C’était le 20 juin 1366. Eymerich fêtait ses quarante-six ans, mais les anniversaires n’avaient pour lui aucune importance. Sa légendaire nervosité était exacerbée par la foule bruyante et la pensée de revoir sous peu le chef de la croisade : Amédée de Savoie, qui aimait se faire appeler « le Comte Vert ».

Un premier contact avait eu lieu trois jours plus tôt et il n’avait pas été enthousiasmant. Amédée avait dit à Eymerich en guise d’entrée en matière qu’il « le croyait mort » : il se souvenait de lui, six ans plus tôt, aux mains du tribunal des propriétaires terriens de la vallée d’Aoste, bien décidés à supprimer celui qui les accusait d’hérésie. Puis, ayant constaté que l’inquisiteur était bel et bien vivant, il lui avait annoncé qu’il ne l’embarquerait pas sans un ordre du pape en bonne et due forme.

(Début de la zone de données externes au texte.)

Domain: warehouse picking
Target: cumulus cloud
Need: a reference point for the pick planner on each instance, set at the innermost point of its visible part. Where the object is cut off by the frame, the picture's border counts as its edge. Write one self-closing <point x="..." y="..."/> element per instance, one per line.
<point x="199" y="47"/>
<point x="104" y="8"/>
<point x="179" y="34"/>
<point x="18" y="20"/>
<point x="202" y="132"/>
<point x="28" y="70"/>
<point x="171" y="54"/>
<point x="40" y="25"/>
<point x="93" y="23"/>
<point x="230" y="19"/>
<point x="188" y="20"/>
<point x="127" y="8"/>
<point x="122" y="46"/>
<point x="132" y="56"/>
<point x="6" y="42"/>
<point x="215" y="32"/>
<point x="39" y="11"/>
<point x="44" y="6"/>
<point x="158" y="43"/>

Eymerich n’avait pas le temps d’attendre un mandat d’Avignon. Il avait travaillé toute la nuit pour rédiger une fausse lettre de mission signée par le pape Urbain V, truffée de cachets en cire qui imitaient ceux des pontifes. À l’objection timide de Bagueny « Vous pensez que c’est légal, magister ? », Eymerich avait répondu d’un ton sec : « Bien sûr, quelle question ! Quand des problèmes vitaux pour la foi chrétienne sont en jeu, un de ses agents peut faire ce qu’il veut ». « Mais si le pape l’apprend, comment le prendra-t-il ? » « Il ne le saura pas. Le départ est proche. Il faut au minimum six jours pour aller de Venise à Avignon et revenir. Nous serons partis avant. »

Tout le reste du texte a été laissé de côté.